Так как журнал все еще не закрывали, энергия гнева на это социологическое исследование, не находя всесоюзного выхода, наконец нашла выход местный. Вопрос был поставлен так: "Кто донес Москве про нашего козлотура? Кто какнул в родное гнездо?"
И хотя материалы о козлотуре печатались в нашей открытой прессе, всем казалось, что кто-то тайно донес Москве про козлотура, заручился ее поддержкой, а потом уже появилась критика в столичной печати.
Постепенно грозно сужающийся круг подозрительных лиц, как я ни протестовал, замкнулся на мне. Точнее, нервы у меня не выдержали, и я запротестовал несколько раньше, чем этот круг замкнулся.
Мне с большим трудом удалось доказать, что исследование о козлотуре написано не мной, хотя и нашим земляком, сейчас живущим в Москве, но каждое лето проводящим здесь.
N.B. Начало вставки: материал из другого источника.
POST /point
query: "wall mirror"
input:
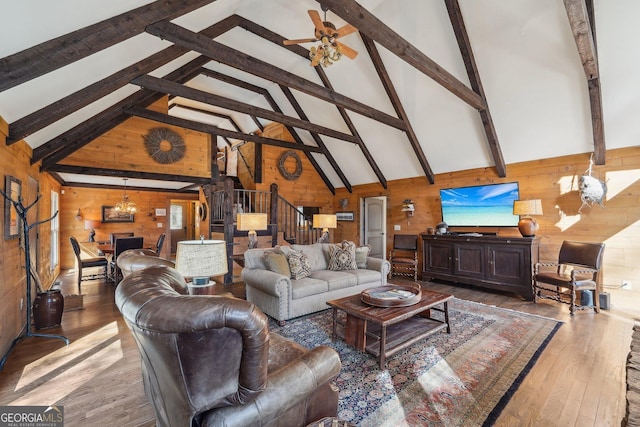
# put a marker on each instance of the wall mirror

На это мне отвечали, что, может быть, оно и так, но уж материалы о козлотуре ему мог подсунуть только я. Я защищался, но мнение это, видно, шло сверху, и некоторые сотрудники нашей редакции перестали со мной здороваться, как бы набирая разгон для будущего собрания, где им пришлось бы выступить против меня.
Другие мужественно продолжали со мной здороваться, но при этом явно давали понять, что употребляют на это столько душевных сил, что я не должен удивляться, если в скором времени они надорвутся от этой перегрузки.
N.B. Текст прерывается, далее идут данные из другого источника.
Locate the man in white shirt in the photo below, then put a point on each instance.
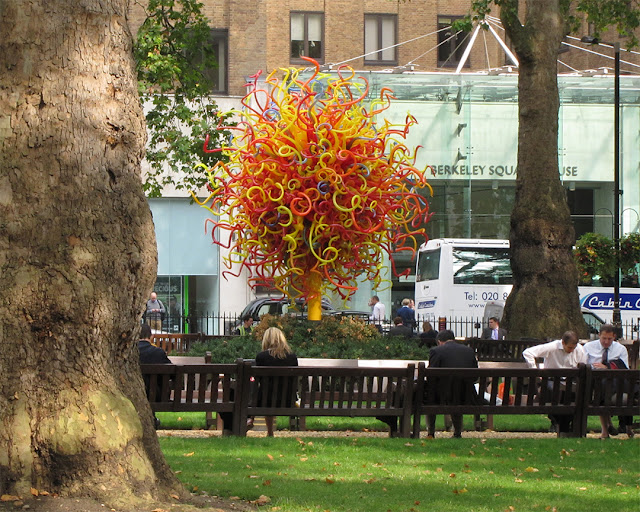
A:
(599, 353)
(562, 353)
Я уже сам собирался пойти к редактору газеты Автандилу Автандиловичу, чтобы с ним объясниться, когда к нам в комнату вошла его секретарша и, как всегда испуганно, сообщила, что редактор ждет меня у себя в кабинете через пятнадцать минут.
Раздражающая неизвестность меня так тяготила, что я, не выждав назначенного срока, почти сразу вошел к нему. Автандил Автандилович сидел у себя за столом и, прикрыв глаза, прислушивался к действию нового вентилятора, могучие лопасти которого кружились под потолком. Посреди кабинета громоздилась стремянка, а на нижней ее перекладине стоял монтер и смотрел то на лопасти вентилятора, то на лицо Автандила Автандиловича.
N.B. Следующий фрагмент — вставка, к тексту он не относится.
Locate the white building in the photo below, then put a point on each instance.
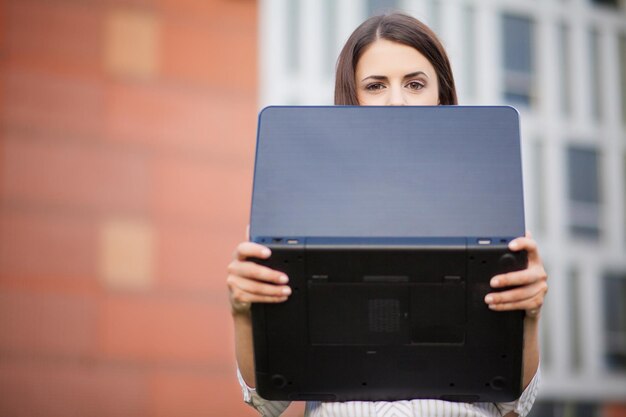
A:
(562, 63)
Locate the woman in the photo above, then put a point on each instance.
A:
(390, 60)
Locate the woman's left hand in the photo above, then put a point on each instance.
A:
(530, 284)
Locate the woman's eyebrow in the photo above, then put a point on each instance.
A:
(413, 74)
(375, 77)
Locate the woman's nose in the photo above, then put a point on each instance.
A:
(396, 98)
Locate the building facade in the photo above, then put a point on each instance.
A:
(562, 63)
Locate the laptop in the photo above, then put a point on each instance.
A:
(390, 222)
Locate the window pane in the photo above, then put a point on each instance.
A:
(293, 40)
(612, 3)
(615, 320)
(518, 59)
(622, 50)
(583, 175)
(564, 57)
(584, 191)
(573, 289)
(596, 93)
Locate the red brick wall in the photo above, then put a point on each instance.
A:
(126, 149)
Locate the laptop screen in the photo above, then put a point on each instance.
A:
(408, 171)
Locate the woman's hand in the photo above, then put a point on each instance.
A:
(249, 282)
(530, 284)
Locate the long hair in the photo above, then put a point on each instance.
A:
(396, 27)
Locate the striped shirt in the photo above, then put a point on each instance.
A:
(407, 408)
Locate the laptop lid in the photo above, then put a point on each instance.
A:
(337, 171)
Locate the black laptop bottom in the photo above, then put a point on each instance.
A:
(387, 321)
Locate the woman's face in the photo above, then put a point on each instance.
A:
(392, 74)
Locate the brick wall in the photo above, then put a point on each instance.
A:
(126, 149)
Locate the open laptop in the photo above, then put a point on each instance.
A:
(390, 222)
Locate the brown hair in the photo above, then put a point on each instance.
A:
(396, 27)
-- Чувствуется? -- спросил он.
Автандил Автандилович, не открывая глаз, слегка повел лицом, как поводят им, когда пытаются всей поверхностью лица охватить одеколонную струю пульверизатора.
-- Так себе, -- сказал Автандил Автандилович с кислой миной, -- а ниже нельзя?
С этими словами он открыл глаза и заметил меня.
-- Ниже будет неустойчиво, -- сказал монтер, все еще глядя на вращающиеся лопасти вентилятора.
-- Ладно. Хорошо, -- сказал Автандил Автандилович и едва заметным движением руки нажал на кнопку. Вентилятор остановился.
Монтер собрал в мешок инструменты, валявшиеся под стремянкой, сложил стремянку и спокойно, как из цеха, вышел из кабинета, оставляя на полу белые от цементной пыли следы. На полу под вентилятором оставался небрежно рассыпанный, а потом так же небрежно растоптанный барханчик цементного порошка.
Жестом усадив меня, Автандил Автандилович смотрел некоторое время на этот беспорядок с выражением брезгливого сострадания, словно не понимая, что лучше: сначала вызвать уборщицу, а потом поговорить уже со мной в чистом кабинете, или сначала поговорить со мной, а потом уже заодно приказать очистить помещение.
Он несколько мгновений молчал, и я понял, что победил первый вариант.
-- Это правда? -- вдруг спросил он у меня, глядя мне в глаза с отеческой прямотой.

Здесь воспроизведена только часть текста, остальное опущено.